1) Rhizopoda, een naakt of door een kalk- of kiezelskelet of schaal gesteund sarcodelichaam, dat pseudopodien uitzendt en weder intrekt.
2) Gregarinida, dieren, die zich vertoonen als ééncellige wezens, met een wand, een korreligen inhoud en een kern; de wand is samentrekbaar, de holte is enkelvoudig of in twee afdeelingen .gescheiden; een mondopening ontbreekt; leven parasitisch.
3) Noctilucaria, een zakvormig lichaam, begrensd door een vliezigen wand; daarbinnen sarcode, die een net van strengen vormt; aan den zak een slurpachtig, bewegelijk aanhangsel, en daarnevens een mondopening.

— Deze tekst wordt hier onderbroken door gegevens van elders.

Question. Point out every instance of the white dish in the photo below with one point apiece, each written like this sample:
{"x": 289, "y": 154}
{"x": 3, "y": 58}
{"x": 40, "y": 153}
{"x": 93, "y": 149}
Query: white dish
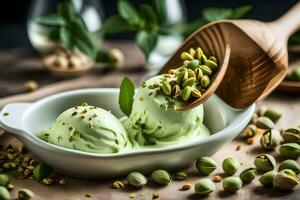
{"x": 26, "y": 120}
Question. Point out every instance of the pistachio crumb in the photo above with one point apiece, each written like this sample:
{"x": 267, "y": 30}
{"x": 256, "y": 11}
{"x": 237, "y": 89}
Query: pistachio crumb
{"x": 186, "y": 187}
{"x": 155, "y": 195}
{"x": 250, "y": 141}
{"x": 217, "y": 178}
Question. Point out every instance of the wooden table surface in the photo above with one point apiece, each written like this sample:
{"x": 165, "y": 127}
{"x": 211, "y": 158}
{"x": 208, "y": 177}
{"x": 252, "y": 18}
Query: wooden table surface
{"x": 16, "y": 67}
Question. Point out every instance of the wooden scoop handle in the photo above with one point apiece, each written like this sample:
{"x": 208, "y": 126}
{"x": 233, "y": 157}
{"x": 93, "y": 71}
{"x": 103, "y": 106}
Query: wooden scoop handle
{"x": 287, "y": 24}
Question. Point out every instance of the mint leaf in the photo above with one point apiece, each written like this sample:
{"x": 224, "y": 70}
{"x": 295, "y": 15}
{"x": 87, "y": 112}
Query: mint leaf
{"x": 128, "y": 12}
{"x": 42, "y": 171}
{"x": 239, "y": 12}
{"x": 66, "y": 10}
{"x": 66, "y": 38}
{"x": 126, "y": 95}
{"x": 116, "y": 24}
{"x": 212, "y": 14}
{"x": 160, "y": 9}
{"x": 146, "y": 42}
{"x": 149, "y": 14}
{"x": 52, "y": 20}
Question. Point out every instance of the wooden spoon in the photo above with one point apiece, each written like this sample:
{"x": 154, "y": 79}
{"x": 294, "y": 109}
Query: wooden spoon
{"x": 252, "y": 55}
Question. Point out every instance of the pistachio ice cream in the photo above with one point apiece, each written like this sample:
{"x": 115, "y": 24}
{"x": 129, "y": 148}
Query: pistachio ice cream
{"x": 155, "y": 122}
{"x": 87, "y": 128}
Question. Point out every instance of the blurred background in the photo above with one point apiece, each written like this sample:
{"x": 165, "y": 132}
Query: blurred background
{"x": 14, "y": 13}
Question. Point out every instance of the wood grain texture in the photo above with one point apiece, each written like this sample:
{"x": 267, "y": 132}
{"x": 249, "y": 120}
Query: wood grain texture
{"x": 258, "y": 57}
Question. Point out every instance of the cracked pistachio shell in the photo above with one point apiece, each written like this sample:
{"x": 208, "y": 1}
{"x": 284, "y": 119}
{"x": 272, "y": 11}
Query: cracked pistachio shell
{"x": 290, "y": 164}
{"x": 204, "y": 187}
{"x": 232, "y": 184}
{"x": 265, "y": 162}
{"x": 137, "y": 179}
{"x": 267, "y": 179}
{"x": 272, "y": 114}
{"x": 230, "y": 166}
{"x": 161, "y": 177}
{"x": 292, "y": 135}
{"x": 248, "y": 175}
{"x": 206, "y": 165}
{"x": 264, "y": 123}
{"x": 290, "y": 150}
{"x": 285, "y": 180}
{"x": 270, "y": 139}
{"x": 4, "y": 193}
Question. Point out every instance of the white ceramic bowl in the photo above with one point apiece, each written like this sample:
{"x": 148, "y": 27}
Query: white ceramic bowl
{"x": 26, "y": 120}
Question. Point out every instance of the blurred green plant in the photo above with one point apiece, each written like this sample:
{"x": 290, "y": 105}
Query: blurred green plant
{"x": 148, "y": 22}
{"x": 72, "y": 32}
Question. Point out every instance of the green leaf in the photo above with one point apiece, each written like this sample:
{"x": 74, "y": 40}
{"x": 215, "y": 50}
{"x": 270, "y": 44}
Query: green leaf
{"x": 212, "y": 14}
{"x": 160, "y": 9}
{"x": 53, "y": 20}
{"x": 239, "y": 12}
{"x": 149, "y": 14}
{"x": 42, "y": 171}
{"x": 128, "y": 12}
{"x": 66, "y": 10}
{"x": 146, "y": 42}
{"x": 66, "y": 38}
{"x": 116, "y": 24}
{"x": 126, "y": 96}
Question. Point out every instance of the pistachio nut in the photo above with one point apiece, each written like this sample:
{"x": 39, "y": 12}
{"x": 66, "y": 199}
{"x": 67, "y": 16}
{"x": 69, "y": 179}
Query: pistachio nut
{"x": 211, "y": 64}
{"x": 270, "y": 139}
{"x": 248, "y": 175}
{"x": 285, "y": 180}
{"x": 206, "y": 165}
{"x": 137, "y": 179}
{"x": 180, "y": 175}
{"x": 267, "y": 178}
{"x": 264, "y": 123}
{"x": 4, "y": 179}
{"x": 204, "y": 187}
{"x": 203, "y": 59}
{"x": 230, "y": 166}
{"x": 4, "y": 193}
{"x": 166, "y": 88}
{"x": 198, "y": 73}
{"x": 193, "y": 64}
{"x": 198, "y": 53}
{"x": 196, "y": 93}
{"x": 161, "y": 177}
{"x": 186, "y": 56}
{"x": 186, "y": 93}
{"x": 189, "y": 82}
{"x": 290, "y": 150}
{"x": 292, "y": 135}
{"x": 290, "y": 164}
{"x": 212, "y": 58}
{"x": 232, "y": 184}
{"x": 25, "y": 194}
{"x": 265, "y": 162}
{"x": 205, "y": 70}
{"x": 250, "y": 130}
{"x": 272, "y": 114}
{"x": 183, "y": 75}
{"x": 205, "y": 81}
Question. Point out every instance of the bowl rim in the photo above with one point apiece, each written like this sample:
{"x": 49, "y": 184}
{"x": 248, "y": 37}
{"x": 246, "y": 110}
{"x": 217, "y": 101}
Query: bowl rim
{"x": 248, "y": 111}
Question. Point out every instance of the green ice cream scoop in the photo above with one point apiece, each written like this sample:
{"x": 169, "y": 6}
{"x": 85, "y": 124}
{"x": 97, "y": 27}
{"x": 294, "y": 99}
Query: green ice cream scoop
{"x": 155, "y": 121}
{"x": 87, "y": 128}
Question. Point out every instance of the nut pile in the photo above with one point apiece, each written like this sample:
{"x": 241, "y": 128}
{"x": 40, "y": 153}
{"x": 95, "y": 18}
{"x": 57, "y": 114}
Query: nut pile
{"x": 193, "y": 78}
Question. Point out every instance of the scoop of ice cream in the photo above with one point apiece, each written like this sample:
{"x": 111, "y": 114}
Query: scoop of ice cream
{"x": 155, "y": 121}
{"x": 87, "y": 128}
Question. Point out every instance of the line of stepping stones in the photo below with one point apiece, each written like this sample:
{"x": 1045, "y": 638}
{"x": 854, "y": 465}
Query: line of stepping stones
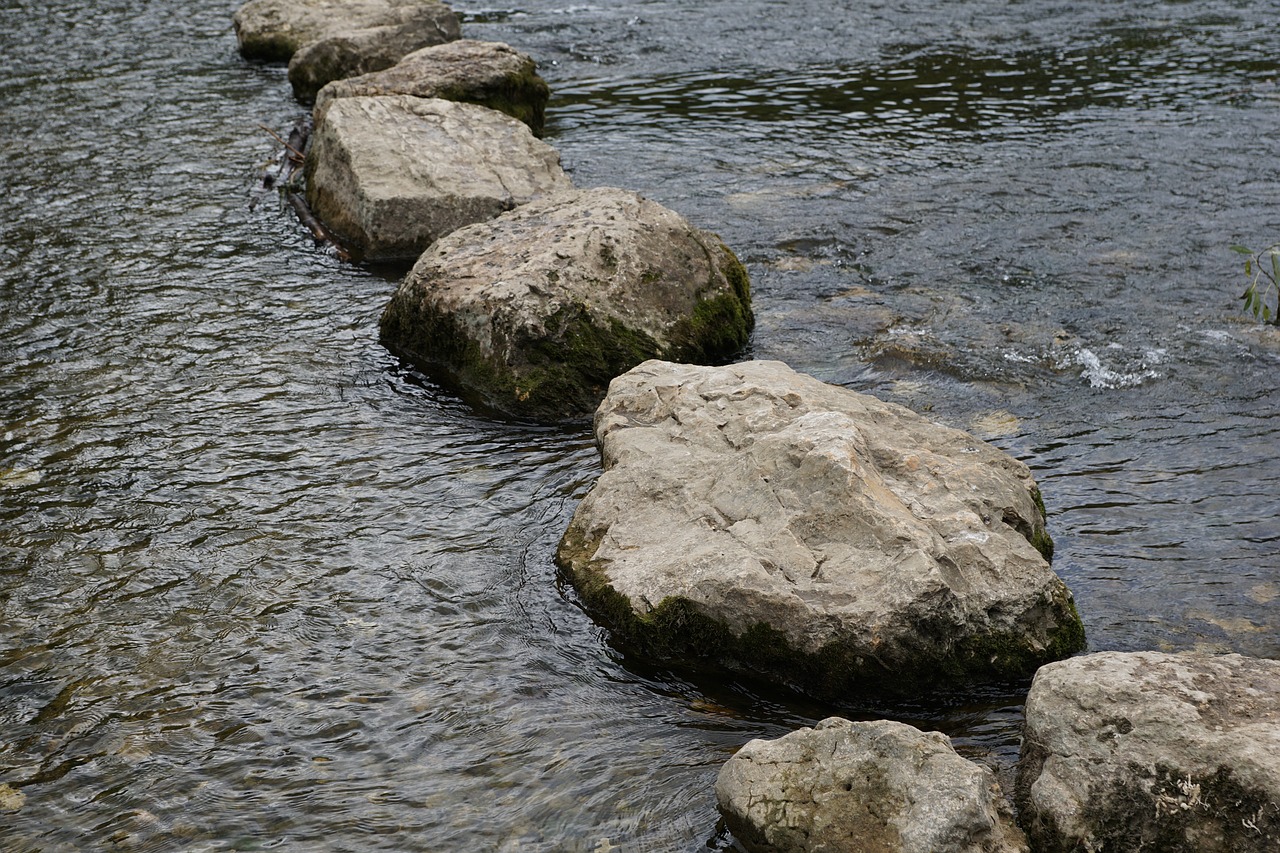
{"x": 750, "y": 519}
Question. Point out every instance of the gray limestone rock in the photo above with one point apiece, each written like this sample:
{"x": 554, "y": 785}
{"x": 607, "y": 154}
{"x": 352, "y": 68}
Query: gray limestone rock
{"x": 479, "y": 72}
{"x": 535, "y": 311}
{"x": 274, "y": 30}
{"x": 392, "y": 174}
{"x": 362, "y": 51}
{"x": 863, "y": 788}
{"x": 754, "y": 519}
{"x": 1144, "y": 751}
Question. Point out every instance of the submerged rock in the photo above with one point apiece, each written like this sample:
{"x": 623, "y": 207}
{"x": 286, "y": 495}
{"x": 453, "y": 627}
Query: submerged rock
{"x": 274, "y": 30}
{"x": 1144, "y": 751}
{"x": 535, "y": 311}
{"x": 392, "y": 174}
{"x": 488, "y": 73}
{"x": 863, "y": 788}
{"x": 754, "y": 519}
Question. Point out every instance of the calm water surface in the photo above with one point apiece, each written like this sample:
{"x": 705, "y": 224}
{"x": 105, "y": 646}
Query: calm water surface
{"x": 260, "y": 587}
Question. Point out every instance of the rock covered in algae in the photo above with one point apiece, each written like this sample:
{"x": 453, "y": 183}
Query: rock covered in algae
{"x": 535, "y": 311}
{"x": 275, "y": 30}
{"x": 488, "y": 73}
{"x": 1147, "y": 751}
{"x": 393, "y": 173}
{"x": 863, "y": 788}
{"x": 758, "y": 520}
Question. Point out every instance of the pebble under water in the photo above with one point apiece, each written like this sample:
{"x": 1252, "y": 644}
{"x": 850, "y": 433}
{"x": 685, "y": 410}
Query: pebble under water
{"x": 261, "y": 587}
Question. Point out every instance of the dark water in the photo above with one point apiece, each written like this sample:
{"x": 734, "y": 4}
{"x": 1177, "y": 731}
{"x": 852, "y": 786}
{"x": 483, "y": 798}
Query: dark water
{"x": 263, "y": 588}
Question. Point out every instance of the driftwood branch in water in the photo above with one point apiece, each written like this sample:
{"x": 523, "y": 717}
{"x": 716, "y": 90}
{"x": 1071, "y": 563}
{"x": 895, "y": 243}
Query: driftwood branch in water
{"x": 316, "y": 227}
{"x": 292, "y": 160}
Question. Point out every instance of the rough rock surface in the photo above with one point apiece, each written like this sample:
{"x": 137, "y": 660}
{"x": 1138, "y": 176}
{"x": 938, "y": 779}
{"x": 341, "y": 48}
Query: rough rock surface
{"x": 863, "y": 788}
{"x": 488, "y": 73}
{"x": 757, "y": 519}
{"x": 1169, "y": 753}
{"x": 392, "y": 174}
{"x": 362, "y": 51}
{"x": 535, "y": 311}
{"x": 274, "y": 30}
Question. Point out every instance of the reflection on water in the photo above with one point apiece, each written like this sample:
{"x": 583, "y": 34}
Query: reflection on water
{"x": 263, "y": 587}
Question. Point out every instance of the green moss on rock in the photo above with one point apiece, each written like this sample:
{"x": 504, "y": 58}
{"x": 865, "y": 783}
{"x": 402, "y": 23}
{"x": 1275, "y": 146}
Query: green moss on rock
{"x": 679, "y": 632}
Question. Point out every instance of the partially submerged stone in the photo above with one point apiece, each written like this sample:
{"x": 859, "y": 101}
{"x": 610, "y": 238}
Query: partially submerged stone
{"x": 535, "y": 311}
{"x": 392, "y": 174}
{"x": 754, "y": 519}
{"x": 863, "y": 788}
{"x": 1146, "y": 751}
{"x": 362, "y": 51}
{"x": 488, "y": 73}
{"x": 274, "y": 30}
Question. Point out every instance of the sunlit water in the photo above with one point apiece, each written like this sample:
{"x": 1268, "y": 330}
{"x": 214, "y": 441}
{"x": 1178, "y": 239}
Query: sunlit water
{"x": 260, "y": 587}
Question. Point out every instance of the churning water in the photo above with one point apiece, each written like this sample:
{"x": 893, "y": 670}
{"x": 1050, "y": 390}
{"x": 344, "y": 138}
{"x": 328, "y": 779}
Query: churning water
{"x": 260, "y": 587}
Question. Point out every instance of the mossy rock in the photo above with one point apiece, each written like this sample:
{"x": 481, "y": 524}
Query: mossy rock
{"x": 534, "y": 313}
{"x": 759, "y": 521}
{"x": 490, "y": 74}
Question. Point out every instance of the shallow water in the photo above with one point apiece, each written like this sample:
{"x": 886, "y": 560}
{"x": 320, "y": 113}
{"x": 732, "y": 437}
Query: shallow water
{"x": 261, "y": 587}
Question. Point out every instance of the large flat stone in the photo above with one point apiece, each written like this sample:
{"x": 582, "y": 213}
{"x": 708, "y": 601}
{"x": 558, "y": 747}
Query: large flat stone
{"x": 274, "y": 30}
{"x": 535, "y": 311}
{"x": 754, "y": 519}
{"x": 394, "y": 173}
{"x": 478, "y": 72}
{"x": 863, "y": 788}
{"x": 1144, "y": 751}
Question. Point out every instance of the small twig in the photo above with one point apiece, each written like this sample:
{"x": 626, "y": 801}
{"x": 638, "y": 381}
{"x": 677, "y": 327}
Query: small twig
{"x": 277, "y": 137}
{"x": 316, "y": 228}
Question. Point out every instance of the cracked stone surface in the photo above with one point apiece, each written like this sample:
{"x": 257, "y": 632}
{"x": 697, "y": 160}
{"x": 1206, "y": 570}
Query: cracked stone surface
{"x": 878, "y": 547}
{"x": 392, "y": 174}
{"x": 1148, "y": 751}
{"x": 863, "y": 788}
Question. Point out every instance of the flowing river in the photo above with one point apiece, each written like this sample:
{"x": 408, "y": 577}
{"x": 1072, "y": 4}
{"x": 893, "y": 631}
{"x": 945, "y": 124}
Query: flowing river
{"x": 261, "y": 587}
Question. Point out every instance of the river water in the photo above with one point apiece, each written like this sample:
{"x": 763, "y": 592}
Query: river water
{"x": 264, "y": 588}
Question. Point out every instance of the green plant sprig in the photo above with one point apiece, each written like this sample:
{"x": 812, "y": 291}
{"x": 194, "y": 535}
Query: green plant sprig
{"x": 1262, "y": 270}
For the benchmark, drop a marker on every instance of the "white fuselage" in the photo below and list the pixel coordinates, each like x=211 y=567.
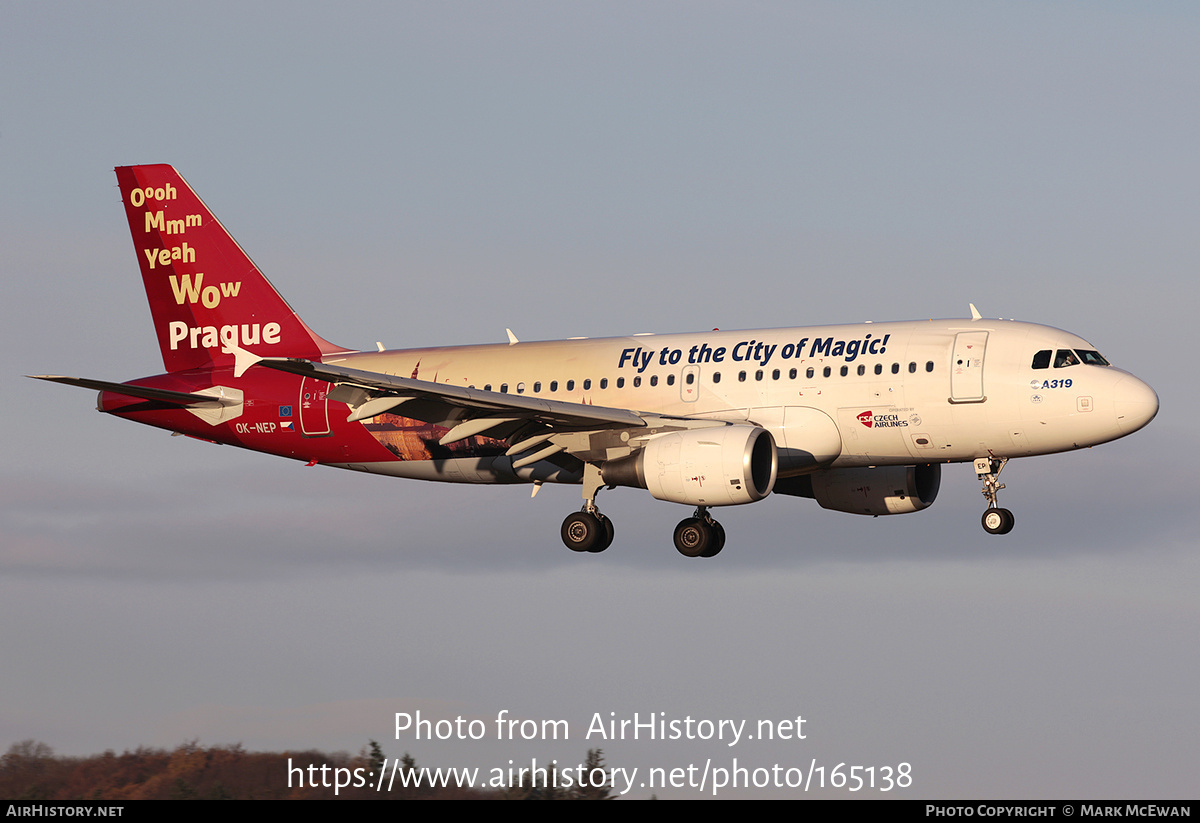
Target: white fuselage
x=874 y=394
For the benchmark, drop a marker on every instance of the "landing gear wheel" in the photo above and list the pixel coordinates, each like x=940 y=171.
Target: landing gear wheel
x=997 y=521
x=583 y=532
x=694 y=536
x=607 y=534
x=718 y=540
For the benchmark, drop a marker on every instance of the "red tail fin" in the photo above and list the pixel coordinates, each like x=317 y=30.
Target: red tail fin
x=204 y=292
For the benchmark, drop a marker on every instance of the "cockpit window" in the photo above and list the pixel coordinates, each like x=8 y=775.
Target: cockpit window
x=1065 y=358
x=1091 y=358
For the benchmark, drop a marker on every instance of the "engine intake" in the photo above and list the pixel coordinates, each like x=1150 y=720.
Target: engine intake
x=723 y=466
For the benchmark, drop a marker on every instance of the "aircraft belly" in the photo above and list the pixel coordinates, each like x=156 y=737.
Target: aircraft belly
x=468 y=470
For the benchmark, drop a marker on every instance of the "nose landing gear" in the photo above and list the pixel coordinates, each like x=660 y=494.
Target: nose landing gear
x=995 y=520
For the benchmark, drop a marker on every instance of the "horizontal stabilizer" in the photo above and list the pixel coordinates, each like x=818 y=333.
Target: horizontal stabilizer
x=144 y=392
x=215 y=404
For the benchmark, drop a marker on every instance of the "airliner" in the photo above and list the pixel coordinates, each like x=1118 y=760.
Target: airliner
x=859 y=418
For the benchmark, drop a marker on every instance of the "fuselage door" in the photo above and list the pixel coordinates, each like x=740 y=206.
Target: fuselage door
x=689 y=384
x=966 y=367
x=313 y=407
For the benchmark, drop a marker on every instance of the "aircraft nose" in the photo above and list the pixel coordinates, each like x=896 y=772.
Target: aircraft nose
x=1134 y=402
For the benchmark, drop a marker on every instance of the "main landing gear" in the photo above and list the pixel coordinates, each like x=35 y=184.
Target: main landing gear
x=588 y=530
x=700 y=535
x=995 y=520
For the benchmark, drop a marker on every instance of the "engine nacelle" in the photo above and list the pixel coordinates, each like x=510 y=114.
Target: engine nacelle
x=883 y=490
x=721 y=466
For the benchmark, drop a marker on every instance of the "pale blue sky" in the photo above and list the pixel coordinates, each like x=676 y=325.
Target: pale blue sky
x=431 y=174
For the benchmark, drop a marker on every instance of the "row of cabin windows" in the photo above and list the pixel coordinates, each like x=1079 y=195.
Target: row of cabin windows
x=690 y=377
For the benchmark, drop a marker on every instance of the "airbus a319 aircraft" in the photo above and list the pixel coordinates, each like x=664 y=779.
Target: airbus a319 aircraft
x=861 y=418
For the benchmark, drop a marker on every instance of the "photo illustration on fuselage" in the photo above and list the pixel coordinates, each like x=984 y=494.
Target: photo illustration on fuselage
x=859 y=418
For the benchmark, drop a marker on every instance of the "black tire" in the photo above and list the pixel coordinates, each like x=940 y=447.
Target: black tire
x=693 y=536
x=1009 y=521
x=582 y=532
x=997 y=521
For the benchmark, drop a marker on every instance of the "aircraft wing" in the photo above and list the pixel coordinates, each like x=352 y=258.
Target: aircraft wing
x=537 y=428
x=448 y=402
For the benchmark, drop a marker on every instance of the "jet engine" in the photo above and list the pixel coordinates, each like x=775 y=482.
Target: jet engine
x=882 y=490
x=721 y=466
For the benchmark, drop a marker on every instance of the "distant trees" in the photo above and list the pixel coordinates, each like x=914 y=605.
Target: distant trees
x=30 y=770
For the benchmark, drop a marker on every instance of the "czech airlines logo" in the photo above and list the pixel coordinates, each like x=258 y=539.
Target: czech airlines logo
x=873 y=420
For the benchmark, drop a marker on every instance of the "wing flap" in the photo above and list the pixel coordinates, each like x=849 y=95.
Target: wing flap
x=443 y=403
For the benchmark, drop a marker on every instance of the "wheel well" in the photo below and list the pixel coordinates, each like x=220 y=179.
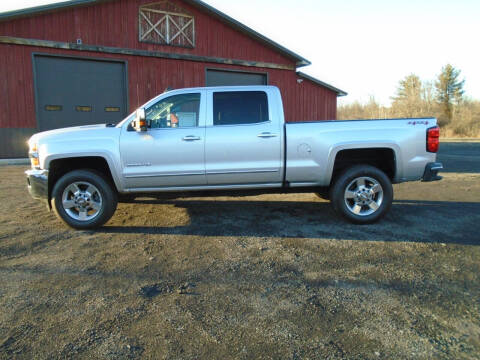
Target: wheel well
x=381 y=158
x=60 y=167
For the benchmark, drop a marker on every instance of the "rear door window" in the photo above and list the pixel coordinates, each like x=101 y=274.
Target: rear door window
x=239 y=107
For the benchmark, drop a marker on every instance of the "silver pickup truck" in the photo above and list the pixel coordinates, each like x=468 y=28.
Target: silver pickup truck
x=228 y=139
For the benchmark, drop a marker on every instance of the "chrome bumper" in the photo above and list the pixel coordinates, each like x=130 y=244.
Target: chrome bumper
x=37 y=182
x=431 y=172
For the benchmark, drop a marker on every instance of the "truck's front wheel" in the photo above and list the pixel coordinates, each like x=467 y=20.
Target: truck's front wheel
x=362 y=194
x=83 y=199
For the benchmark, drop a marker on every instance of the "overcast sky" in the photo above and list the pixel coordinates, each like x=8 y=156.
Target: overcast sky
x=363 y=46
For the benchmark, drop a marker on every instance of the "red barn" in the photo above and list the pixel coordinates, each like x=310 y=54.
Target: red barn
x=91 y=61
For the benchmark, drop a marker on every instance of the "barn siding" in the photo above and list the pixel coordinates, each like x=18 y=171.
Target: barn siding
x=147 y=77
x=116 y=24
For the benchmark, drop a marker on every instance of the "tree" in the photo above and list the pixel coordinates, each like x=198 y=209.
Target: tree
x=408 y=100
x=449 y=92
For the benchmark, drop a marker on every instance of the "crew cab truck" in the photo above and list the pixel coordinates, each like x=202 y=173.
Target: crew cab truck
x=232 y=139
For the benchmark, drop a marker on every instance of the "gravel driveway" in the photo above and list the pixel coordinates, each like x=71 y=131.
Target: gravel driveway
x=264 y=277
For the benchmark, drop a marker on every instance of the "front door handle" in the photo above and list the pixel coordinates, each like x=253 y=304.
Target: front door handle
x=191 y=138
x=267 y=135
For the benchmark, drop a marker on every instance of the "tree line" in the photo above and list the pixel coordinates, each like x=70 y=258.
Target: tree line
x=443 y=99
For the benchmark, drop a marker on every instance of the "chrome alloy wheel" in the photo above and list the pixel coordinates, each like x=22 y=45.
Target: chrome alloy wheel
x=363 y=196
x=82 y=201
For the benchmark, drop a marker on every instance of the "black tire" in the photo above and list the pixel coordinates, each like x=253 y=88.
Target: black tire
x=94 y=193
x=362 y=204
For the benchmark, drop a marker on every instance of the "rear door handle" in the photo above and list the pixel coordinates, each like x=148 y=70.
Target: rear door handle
x=266 y=135
x=191 y=138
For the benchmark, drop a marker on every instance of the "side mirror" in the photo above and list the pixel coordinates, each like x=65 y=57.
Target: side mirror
x=140 y=123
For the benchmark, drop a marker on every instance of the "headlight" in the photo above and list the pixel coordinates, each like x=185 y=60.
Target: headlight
x=33 y=155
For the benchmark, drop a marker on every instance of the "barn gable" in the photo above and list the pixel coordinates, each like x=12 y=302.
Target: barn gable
x=115 y=23
x=91 y=61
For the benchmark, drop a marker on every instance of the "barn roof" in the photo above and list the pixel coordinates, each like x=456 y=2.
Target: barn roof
x=37 y=10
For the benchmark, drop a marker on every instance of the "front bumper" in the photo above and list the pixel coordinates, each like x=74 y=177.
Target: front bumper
x=37 y=182
x=431 y=172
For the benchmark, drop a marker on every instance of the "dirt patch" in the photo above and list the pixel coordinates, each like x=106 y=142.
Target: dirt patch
x=261 y=277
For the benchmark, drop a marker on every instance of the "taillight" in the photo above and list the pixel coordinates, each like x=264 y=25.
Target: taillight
x=433 y=139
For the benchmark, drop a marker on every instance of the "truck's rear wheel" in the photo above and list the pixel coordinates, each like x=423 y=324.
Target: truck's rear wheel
x=83 y=199
x=362 y=194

4) Acinetina, een door een vlies begrensd lichaam, dat in den volvormden toestand gewoonlijk vastzittend is, al of niet door tusschenkomst van een steel; geen mondopening, maar een grooter of kleiner getal van meestal voor uit- en instulping vatbare zuigbuizen, met opene mondjes aan de uiteinden; een .of meer contractiele ruimten en een kern als Voortplantingsorgaan; 5) Infusoria, een door een vlies begrensd lichaam, met haren als bewegingsorganen in verschillend getal aan de oppervlakte. Bij de meesten een mond, bij zeer velen ook een aars. Steeds eene of meer contractiele ruimten en bij de meesten een kern als voortplantingsorgaan.